En la casona de la FAU se presenta esta exposición, con fotografías y maquetas de  iglesias -como la de Achao, Aldachildo, Castro, Chonchi, Colo, Dalcahue, Detif, Ichuac, Nercon, Quinchao, Rilan, San Juan, Tenaun, Vilipulli, Chelin y Caguach- de forma gratuita, para todo público y hasta el 28 de junio.

La principal virtud de este maduro vínculo entre la Universidad de Chile y Chiloé es el mutualismo surgido entre dos íconos de nuestro patrimonio, que se sirven entre sí para dar rescate al legado arquitectónico y cultural nacional, gracias a estudios que no buscan simplemente observar y analizar en silencio, sino que se manchan las manos con el ajetreo de la restauración y mantención de aquello que los convoca.

En Chile, la labor del área estudiantil está plenamente aprovechado en proyectos como éste, puesto que generan lazos con otros entes académicos y fomentan el turismo, la identidad y la ciencia, entregándole valor a construcciones representativas de la isla de Chiloé.

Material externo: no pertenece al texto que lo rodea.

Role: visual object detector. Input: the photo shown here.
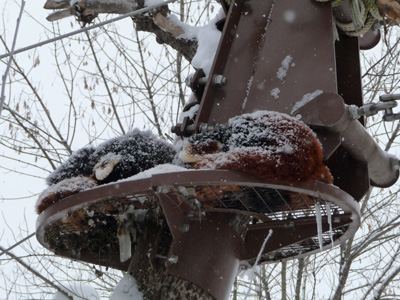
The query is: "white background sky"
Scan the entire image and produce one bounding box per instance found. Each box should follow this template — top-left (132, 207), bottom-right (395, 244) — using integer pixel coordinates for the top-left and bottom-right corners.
top-left (0, 0), bottom-right (398, 299)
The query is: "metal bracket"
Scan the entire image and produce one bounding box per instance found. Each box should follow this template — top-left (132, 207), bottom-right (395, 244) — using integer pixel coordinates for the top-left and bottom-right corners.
top-left (349, 94), bottom-right (400, 122)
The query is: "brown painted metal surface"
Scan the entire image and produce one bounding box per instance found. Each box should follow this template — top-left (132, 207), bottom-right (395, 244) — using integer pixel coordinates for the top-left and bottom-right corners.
top-left (36, 170), bottom-right (360, 299)
top-left (196, 0), bottom-right (337, 126)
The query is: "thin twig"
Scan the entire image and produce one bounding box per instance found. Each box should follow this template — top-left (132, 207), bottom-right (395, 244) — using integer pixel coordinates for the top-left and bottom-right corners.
top-left (244, 229), bottom-right (273, 300)
top-left (0, 0), bottom-right (177, 59)
top-left (0, 232), bottom-right (35, 256)
top-left (0, 0), bottom-right (25, 116)
top-left (0, 246), bottom-right (72, 300)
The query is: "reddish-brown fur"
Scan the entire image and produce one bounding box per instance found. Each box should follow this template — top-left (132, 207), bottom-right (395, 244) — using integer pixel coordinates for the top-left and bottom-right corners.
top-left (194, 114), bottom-right (333, 184)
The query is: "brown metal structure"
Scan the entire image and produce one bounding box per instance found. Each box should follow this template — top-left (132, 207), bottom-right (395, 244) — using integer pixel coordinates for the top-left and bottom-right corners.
top-left (37, 0), bottom-right (398, 300)
top-left (37, 170), bottom-right (360, 299)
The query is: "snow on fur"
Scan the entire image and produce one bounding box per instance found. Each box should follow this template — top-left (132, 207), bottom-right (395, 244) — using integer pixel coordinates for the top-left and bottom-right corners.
top-left (36, 129), bottom-right (175, 213)
top-left (179, 111), bottom-right (332, 184)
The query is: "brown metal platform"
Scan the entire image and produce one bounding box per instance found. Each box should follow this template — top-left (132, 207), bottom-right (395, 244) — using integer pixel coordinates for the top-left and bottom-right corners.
top-left (36, 170), bottom-right (360, 299)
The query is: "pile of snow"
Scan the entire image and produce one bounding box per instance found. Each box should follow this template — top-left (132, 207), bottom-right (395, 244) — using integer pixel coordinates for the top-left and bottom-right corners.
top-left (110, 274), bottom-right (143, 300)
top-left (167, 9), bottom-right (225, 76)
top-left (52, 284), bottom-right (99, 300)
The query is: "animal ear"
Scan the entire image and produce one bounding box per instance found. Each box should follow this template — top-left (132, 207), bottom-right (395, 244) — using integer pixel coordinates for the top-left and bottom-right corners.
top-left (46, 8), bottom-right (75, 22)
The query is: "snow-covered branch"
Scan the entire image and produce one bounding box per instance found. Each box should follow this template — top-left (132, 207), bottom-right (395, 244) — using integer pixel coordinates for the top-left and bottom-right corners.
top-left (44, 0), bottom-right (197, 62)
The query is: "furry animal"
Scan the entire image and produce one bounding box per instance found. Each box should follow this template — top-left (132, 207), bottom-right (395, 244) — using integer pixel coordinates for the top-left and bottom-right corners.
top-left (179, 111), bottom-right (333, 184)
top-left (36, 129), bottom-right (175, 214)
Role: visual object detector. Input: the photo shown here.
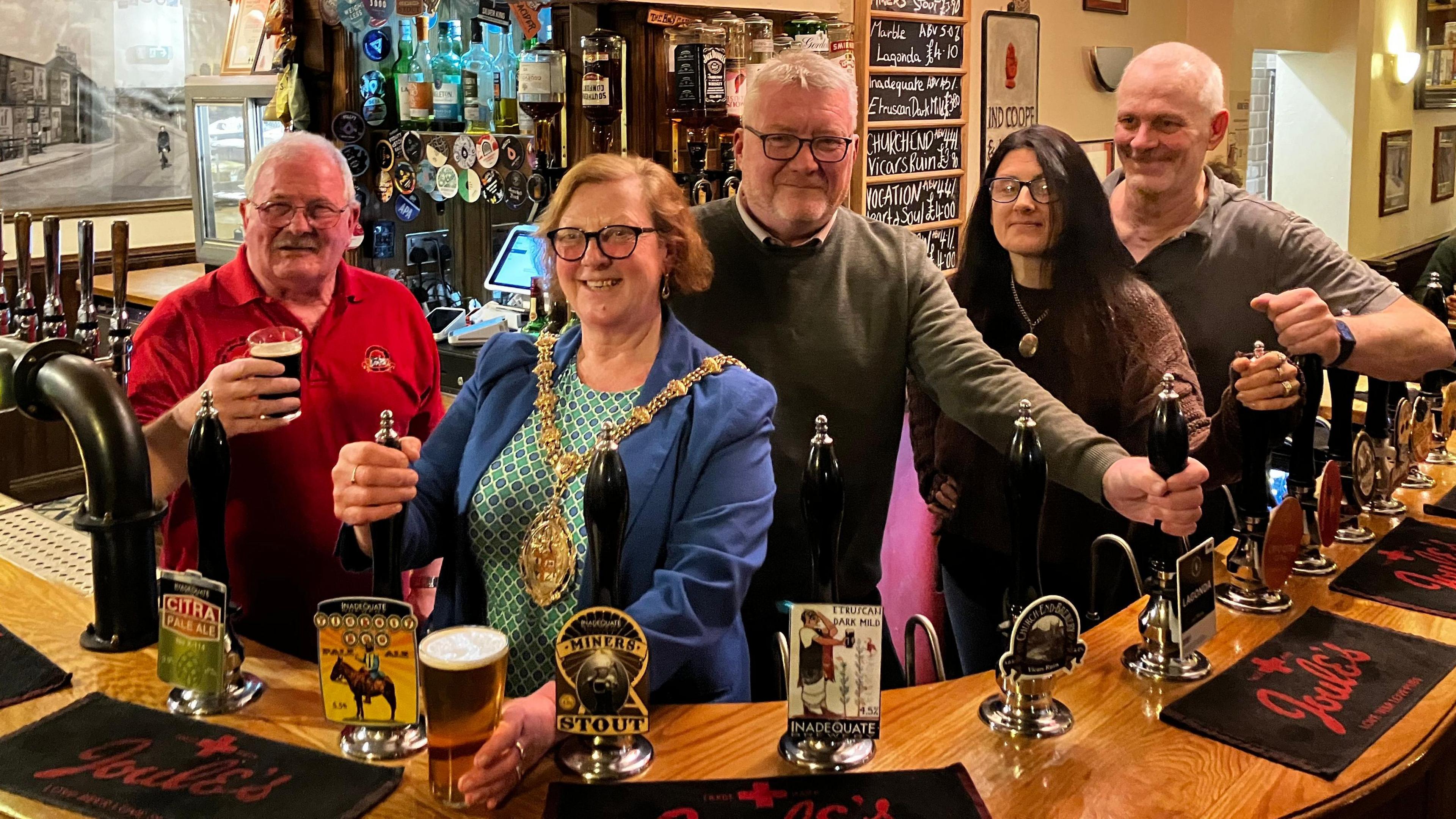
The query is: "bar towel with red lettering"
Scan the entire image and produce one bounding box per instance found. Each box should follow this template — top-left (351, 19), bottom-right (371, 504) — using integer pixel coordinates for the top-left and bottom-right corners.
top-left (0, 624), bottom-right (71, 708)
top-left (1162, 609), bottom-right (1456, 780)
top-left (1329, 520), bottom-right (1456, 618)
top-left (0, 693), bottom-right (402, 819)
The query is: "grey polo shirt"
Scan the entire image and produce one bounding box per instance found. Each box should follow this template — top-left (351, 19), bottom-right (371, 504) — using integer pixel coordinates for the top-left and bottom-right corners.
top-left (1104, 169), bottom-right (1401, 396)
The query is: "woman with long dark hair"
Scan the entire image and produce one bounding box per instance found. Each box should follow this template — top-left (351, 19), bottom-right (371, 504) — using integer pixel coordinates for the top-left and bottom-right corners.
top-left (910, 126), bottom-right (1299, 673)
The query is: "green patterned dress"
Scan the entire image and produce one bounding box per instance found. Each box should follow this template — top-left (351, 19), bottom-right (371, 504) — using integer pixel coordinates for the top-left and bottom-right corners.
top-left (468, 360), bottom-right (642, 697)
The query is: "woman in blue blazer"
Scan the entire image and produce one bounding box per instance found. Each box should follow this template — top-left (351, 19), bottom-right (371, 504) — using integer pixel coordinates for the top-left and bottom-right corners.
top-left (333, 154), bottom-right (776, 805)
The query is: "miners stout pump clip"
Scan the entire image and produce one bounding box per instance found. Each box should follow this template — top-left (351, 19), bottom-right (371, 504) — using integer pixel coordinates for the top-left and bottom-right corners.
top-left (779, 415), bottom-right (884, 771)
top-left (157, 389), bottom-right (265, 715)
top-left (313, 410), bottom-right (425, 761)
top-left (980, 399), bottom-right (1086, 739)
top-left (556, 424), bottom-right (652, 783)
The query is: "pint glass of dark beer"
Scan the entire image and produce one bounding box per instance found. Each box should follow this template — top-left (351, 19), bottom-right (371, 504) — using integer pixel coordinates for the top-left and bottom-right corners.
top-left (419, 625), bottom-right (510, 807)
top-left (248, 326), bottom-right (303, 420)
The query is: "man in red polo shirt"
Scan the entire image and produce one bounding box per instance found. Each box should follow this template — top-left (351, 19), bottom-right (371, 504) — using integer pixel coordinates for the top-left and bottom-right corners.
top-left (130, 134), bottom-right (444, 657)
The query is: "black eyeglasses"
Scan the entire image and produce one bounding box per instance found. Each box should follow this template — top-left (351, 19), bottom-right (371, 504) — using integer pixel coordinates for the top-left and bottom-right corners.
top-left (744, 126), bottom-right (855, 162)
top-left (546, 224), bottom-right (657, 262)
top-left (250, 201), bottom-right (347, 230)
top-left (986, 176), bottom-right (1051, 204)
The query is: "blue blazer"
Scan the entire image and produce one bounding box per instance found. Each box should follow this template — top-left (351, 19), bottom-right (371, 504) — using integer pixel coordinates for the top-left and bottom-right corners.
top-left (339, 311), bottom-right (778, 703)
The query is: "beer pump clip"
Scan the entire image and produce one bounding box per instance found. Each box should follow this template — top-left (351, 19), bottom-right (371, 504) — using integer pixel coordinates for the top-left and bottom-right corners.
top-left (1352, 376), bottom-right (1405, 517)
top-left (779, 415), bottom-right (884, 772)
top-left (555, 423), bottom-right (652, 783)
top-left (313, 410), bottom-right (425, 761)
top-left (978, 399), bottom-right (1087, 739)
top-left (1325, 369), bottom-right (1374, 544)
top-left (161, 384), bottom-right (264, 717)
top-left (1288, 353), bottom-right (1340, 577)
top-left (1213, 341), bottom-right (1305, 613)
top-left (1087, 373), bottom-right (1217, 682)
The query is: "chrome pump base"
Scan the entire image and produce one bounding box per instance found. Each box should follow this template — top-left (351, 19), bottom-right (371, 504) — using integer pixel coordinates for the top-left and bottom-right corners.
top-left (339, 724), bottom-right (427, 762)
top-left (779, 733), bottom-right (875, 774)
top-left (168, 672), bottom-right (268, 717)
top-left (556, 734), bottom-right (652, 783)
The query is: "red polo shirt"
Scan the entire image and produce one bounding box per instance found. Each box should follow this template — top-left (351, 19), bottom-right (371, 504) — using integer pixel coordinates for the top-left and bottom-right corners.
top-left (128, 251), bottom-right (444, 657)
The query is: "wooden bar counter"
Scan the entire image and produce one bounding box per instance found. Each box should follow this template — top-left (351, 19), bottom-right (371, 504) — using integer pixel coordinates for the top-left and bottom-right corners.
top-left (8, 466), bottom-right (1456, 819)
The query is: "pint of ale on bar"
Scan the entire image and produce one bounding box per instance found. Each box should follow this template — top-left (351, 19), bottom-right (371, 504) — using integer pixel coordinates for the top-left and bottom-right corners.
top-left (248, 326), bottom-right (303, 421)
top-left (419, 625), bottom-right (510, 807)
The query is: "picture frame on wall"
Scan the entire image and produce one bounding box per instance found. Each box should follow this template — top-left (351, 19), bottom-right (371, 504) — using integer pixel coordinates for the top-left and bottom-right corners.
top-left (1431, 126), bottom-right (1456, 202)
top-left (1380, 131), bottom-right (1411, 216)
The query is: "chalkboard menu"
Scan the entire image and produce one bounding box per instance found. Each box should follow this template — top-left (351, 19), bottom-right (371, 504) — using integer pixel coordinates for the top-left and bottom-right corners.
top-left (916, 224), bottom-right (961, 270)
top-left (869, 0), bottom-right (965, 17)
top-left (869, 20), bottom-right (965, 69)
top-left (862, 0), bottom-right (976, 270)
top-left (865, 126), bottom-right (961, 176)
top-left (869, 74), bottom-right (961, 122)
top-left (865, 176), bottom-right (961, 226)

Como parte del Patrimonio de la Humanidad, las iglesias de Chiloé tienen más de un siglo de existencia y describen pedazos de la vida de este pueblo, siendo, un efecto de su estudio, el mejor entendimiento de la historia trazada bajo cada una de sus construcciones.

Es vital el impulso ciudadano a la labor de la FAU en este proyecto. El conocimiento de quiénes somos, a pesar de ser tarea de todos, surge de las manos de quienes están llamados a ser los motores de difusión de un presente y pasado que nos congrega a todos como sociedad y que, en estas pequeñas exhibiciones, ofrece una oportunidad única de acercamiento.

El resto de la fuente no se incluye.